Reports of two-stage esophageal salvage reconstruction surgery [1, 5, 6] show that the reconstruction surgery step is generally performed after a relatively long time, 1–6 months, after debridement. This delay relates to the inflammation remaining after debridement, which must subside before reconstruction can be performed [1, 5, 6]. The advantage of this approach is its safety in terms of infection. However, its disadvantage is that the recipient vessels needed for the reconstruction may be damaged by the scarring arising from the debridement and the prolonged inflammation, which complicates recipient vessel selection. In addition, the scars can impede the transferred intestinal tube anastomosis and gastrointestinal motility. Moreover, this approach can be complicated by incomplete debridement or infection around the fistula of pharynx or esophagus, both of which further delay the timing of the salvage reconstructive surgery and the restart of ingestion.

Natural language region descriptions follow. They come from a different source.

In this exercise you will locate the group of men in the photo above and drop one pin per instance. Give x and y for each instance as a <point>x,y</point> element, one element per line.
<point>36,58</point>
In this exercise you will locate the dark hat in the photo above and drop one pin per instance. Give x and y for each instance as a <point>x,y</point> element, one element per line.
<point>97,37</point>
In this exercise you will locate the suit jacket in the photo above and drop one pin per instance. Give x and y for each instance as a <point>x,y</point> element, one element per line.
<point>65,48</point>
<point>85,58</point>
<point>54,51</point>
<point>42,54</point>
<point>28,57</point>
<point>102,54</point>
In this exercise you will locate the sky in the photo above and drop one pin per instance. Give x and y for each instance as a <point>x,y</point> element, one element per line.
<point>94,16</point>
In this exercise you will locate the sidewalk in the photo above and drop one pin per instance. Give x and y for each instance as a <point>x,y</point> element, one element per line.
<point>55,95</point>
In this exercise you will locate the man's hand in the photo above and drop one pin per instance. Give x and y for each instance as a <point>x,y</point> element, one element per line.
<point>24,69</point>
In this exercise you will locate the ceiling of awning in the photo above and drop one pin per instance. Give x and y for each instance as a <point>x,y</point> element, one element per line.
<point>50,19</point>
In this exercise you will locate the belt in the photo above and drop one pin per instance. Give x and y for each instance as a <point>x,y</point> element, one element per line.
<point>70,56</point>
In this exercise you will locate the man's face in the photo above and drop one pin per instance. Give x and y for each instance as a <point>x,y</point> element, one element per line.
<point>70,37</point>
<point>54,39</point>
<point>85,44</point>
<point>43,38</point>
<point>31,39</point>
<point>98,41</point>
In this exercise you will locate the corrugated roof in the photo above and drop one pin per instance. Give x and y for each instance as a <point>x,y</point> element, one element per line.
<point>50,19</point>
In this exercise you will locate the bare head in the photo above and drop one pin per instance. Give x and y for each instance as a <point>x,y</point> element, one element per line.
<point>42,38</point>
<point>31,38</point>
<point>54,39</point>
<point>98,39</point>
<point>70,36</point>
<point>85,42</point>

Thus, when performing one-stage immediate esophagus salvage reconstruction, it is necessary to identify and completely resect the necrotic tissues. One should also consider whether to change the intestinal route of reconstruction. Appropriate antibiotic administration and systematic infection control should also be performed. In particular, it is essential that inflammation is discovered early. Indeed, we believe that an indication of the one-stage salvage reconstruction is the early discovery of gastric tube necrosis. The benefits of one-stage immediate esophagus salvage reconstruction include the easy reconstruction procedure and the rapidity with which the patient’s quality of life is improved.
This retrospective study was approved by the Ethics Committee of Nippon Medical School. The tenets of the Declaration of Helsinki were followed and the written informed consent was taken by the patients.
Conflict of Interests
Hiroki Umezawa and other coauthors have no conflict of interests.